KOPTU KOPACAKGerçekliğe yönelik saldırıların arttığı bu çağda, insanlar birbirlerini nasıl duyabilir? Küresel ısınma, savaşlar, faşizme ve totaliterliğe doğru gelişen sorunlarla birbirimizi dinlemeden ve yaşadıklarımızı deneyimlere dönüştürecek hikâyeler yaratmadan nasıl baş edebiliriz? Gerçekliği parçalayan "biz ve onlar" kutuplaşması, başka nasıl aşılabilir? Daha çok kıyamet bildiren kehanet anlatılarına ilginin olması tesadüf değil. YouTube’daki videoların çoğunda, "Kıyamet Kopacak" gibi ifadelerle izleyici topluyor ekonomistler ya da siyasal yorumcular. Kıyamet anlatılarına olan bu ilgi, aslında yalnız, kırılgan ve kaygılı bireylerin çaresizliğine bir cevap. Armageddon fantezisi, bir tür teselli işlevi görüyor. Mesih ya da mesih gibi görülen güçlü liderlere dair fanteziler, sahte bir güvenlik hissinin oluşmasına yardım eder. Avrupa’da yaşanan veba salgını sırasında iktidarlar kendileri için uygun buldukları belli topluluklara sadist zulümler uyguluyorlardı, iyi-kötü ikiliğinden faydalanarak kendi güçlerini koruyabilmek için. Şimdi bu zulüm, karşıt siyasi kampa, göçmenlere ve dezavantajlı gruplara uygulanıyor. Tüm kötülükler, ötekilere yansıtılır.

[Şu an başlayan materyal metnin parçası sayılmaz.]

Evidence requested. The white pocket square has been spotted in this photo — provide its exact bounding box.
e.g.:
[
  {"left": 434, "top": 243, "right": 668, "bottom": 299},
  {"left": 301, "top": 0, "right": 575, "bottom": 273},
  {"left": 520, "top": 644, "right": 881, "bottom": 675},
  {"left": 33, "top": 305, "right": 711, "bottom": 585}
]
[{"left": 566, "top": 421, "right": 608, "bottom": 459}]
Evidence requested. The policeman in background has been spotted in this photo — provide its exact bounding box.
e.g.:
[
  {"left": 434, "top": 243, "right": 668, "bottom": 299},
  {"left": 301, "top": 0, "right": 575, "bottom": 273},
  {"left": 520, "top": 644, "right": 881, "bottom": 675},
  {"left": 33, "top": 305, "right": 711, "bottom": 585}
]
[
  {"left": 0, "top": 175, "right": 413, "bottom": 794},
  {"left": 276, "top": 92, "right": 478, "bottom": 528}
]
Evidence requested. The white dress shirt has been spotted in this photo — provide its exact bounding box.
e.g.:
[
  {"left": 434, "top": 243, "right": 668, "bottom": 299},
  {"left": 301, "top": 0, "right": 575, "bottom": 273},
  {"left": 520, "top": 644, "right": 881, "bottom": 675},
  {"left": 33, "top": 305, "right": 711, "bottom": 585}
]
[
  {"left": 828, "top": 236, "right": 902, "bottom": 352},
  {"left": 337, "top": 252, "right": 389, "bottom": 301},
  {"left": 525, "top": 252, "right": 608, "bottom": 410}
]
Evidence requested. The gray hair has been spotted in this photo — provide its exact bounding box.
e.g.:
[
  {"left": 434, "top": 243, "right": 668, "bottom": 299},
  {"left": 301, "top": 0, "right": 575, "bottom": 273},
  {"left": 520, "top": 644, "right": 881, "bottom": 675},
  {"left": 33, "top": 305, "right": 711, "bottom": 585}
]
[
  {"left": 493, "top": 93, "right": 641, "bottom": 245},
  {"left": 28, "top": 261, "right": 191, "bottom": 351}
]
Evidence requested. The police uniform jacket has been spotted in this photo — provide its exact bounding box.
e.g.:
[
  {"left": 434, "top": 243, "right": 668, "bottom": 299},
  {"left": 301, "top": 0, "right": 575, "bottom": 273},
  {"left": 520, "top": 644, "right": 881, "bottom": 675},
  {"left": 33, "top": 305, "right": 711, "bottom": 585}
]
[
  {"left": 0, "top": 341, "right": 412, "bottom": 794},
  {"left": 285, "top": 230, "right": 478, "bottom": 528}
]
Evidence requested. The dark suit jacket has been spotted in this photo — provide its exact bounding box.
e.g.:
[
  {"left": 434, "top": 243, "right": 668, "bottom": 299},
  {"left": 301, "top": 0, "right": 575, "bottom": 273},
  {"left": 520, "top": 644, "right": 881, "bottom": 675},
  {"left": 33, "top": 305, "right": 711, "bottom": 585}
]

DENEYİM ALIŞVERİŞİBütün bu olumsuzlukların rüya kuşlarının azalmasıyla, yani Walter Benjamin’in dediği gibi, deneyim alışverişi yapma yeteneğinin yok olmasıyla bağlantılı olduğu düşünülebilir. Bunun için ekranlar gibi arayüzlere değil, yüz yüze iletişime, toplumsal bağların yeniden kurulmasına ihtiyaç var. Teknolojik gelişmeler, hikâye anlatımına değil, daha çok bilgiye fayda sağlıyor. Bir sürü şey biliyoruz, ama bu bilgiler bir deneyime dönüşmediği sürece faydasız.
Deneyim, zamanın ve duygunun birlikte geçmesidir. Sadece yaşamak değil, yaşadığını fark etmektir. Bu fark ediş, bir başkasıyla karşılaşmayı, onu dinlemeyi, onunla bir anlatı kurmayı gerektirir. Rüya kuşları bu karşılaşmalardan doğar. Ekran değil, yüz; veri değil, ses; bağlantı değil, bağ gerekir. Binlerce romana, filme, tarih kitaplarına rağmen savaşlara dair bilgiler deneyime dönüşmediği için savaşlar devam ediyor. Yaşadıklarımız deneyime dönüşmediği sürece, aynı hataları, aynı acıları, aynı kopuşları tekrarlarız. Sonsuza kadar.